In the description of the present utility model, unless explicitly stated and limited otherwise, the terms "connected," "connected," and "fixed" are to be construed broadly, and may be, for example, fixedly connected, detachably connected, or integrally formed; can be mechanically or electrically connected; can be directly connected or indirectly connected through an intermediate medium, and can be communicated with the inside of two elements or the interaction relationship of the two elements. The specific meaning of the above terms in the present utility model will be understood in specific cases by those of ordinary skill in the art.
In the present utility model, unless expressly stated or limited otherwise, a first feature "above" or "below" a second feature may include both the first and second features being in direct contact, as well as the first and second features not being in direct contact but being in contact with each other through additional features therebetween. Moreover, a first feature being "above," "over" and "on" a second feature includes the first feature being directly above and obliquely above the second feature, or simply indicating that the first feature is higher in level than the second feature. The first feature being "under", "below" and "beneath" the second feature includes the first feature being directly under and obliquely below the second feature, or simply means that the first feature is less level than the second feature.
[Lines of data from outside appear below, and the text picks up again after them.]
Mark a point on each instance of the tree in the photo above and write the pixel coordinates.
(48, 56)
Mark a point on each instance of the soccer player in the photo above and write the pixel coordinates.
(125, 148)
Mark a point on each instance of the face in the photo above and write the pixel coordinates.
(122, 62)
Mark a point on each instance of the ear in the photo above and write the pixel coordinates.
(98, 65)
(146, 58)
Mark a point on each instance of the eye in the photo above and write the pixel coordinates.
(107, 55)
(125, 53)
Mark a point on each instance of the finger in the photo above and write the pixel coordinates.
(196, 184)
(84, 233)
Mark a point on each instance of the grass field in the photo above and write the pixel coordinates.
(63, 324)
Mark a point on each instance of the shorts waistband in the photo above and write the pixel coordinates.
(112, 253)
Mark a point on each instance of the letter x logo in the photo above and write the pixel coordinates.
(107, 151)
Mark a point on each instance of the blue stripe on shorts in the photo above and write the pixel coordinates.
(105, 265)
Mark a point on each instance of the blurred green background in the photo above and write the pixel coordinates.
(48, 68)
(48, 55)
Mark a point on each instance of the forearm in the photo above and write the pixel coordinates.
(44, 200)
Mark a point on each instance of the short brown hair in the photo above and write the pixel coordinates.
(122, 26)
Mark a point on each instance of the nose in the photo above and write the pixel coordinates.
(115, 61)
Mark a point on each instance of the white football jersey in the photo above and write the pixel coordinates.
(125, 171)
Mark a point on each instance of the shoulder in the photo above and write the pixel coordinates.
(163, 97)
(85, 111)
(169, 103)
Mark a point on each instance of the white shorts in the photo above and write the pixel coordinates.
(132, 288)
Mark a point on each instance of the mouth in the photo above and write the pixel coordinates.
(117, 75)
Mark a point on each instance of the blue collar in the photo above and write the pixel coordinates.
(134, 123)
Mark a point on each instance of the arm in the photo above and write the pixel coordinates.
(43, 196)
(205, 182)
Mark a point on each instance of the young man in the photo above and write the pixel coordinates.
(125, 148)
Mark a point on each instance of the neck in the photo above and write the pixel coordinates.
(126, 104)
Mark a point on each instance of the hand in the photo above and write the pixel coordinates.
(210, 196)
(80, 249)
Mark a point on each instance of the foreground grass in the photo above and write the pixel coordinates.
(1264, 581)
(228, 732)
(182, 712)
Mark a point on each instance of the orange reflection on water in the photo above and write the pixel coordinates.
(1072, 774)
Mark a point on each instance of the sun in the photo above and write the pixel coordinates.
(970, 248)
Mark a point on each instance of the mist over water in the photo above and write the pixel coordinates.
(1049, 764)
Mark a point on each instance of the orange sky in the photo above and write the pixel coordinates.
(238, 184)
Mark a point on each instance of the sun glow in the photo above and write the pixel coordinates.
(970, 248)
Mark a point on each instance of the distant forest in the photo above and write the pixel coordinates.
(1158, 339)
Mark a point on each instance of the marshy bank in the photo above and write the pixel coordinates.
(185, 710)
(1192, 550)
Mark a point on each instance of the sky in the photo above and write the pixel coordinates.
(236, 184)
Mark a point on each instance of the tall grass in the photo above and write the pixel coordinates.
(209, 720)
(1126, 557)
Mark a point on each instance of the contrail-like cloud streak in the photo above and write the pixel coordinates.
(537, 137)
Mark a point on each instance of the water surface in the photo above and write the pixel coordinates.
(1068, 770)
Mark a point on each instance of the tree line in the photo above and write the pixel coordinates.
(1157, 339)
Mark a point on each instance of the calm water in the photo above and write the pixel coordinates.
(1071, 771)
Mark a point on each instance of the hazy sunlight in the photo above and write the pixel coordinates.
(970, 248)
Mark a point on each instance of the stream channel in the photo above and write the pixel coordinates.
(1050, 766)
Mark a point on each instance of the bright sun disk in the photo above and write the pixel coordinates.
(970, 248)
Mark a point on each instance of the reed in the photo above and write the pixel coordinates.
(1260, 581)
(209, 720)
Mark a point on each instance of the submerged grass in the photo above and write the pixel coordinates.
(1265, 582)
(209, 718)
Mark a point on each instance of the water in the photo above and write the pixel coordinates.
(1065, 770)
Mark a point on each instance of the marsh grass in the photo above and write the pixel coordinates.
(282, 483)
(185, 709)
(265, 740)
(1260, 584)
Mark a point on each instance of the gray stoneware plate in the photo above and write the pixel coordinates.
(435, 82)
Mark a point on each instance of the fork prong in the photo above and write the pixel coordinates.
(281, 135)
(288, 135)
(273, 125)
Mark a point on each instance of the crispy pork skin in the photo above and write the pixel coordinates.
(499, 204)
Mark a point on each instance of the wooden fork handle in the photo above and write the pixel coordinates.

In the description of the present embodiment, the terms "upper", "lower", "right", etc. orientation or positional relationship are based on the orientation or positional relationship shown in the drawings, and are merely for convenience of description and simplicity of operation, and do not indicate or imply that the apparatus or elements referred to must have a specific orientation, be constructed and operated in a specific orientation, and thus should not be construed as limiting the utility model. Furthermore, the terms "first," "second," and the like, are used merely for distinguishing between descriptions and not for distinguishing between them.
The direct cooling structure, the direct cooling system and the electronic device provided by the utility model are described below with reference to fig. 1 to 5.
The present embodiment provides a direct cooling structure, which can enhance heat exchange efficiency by using the direct cooling structure in the battery 310, and is convenient to assemble and disassemble. The battery 310 in this embodiment refers to a large cylindrical battery, and it is understood that in other embodiments, the battery 310 may be a soft pack battery or a prismatic battery, which is not specifically limited herein.
In this embodiment, the first direction is the Y direction in fig. 1, and is also the extending direction of the serpentine flat tube 10; the second direction is the Z direction in FIG. 1, and is also the vertical direction; the third direction is the X direction in FIG. 1; the X direction, Y direction and Z direction are perpendicular to each other, and the X direction, Y direction and Z direction are described below.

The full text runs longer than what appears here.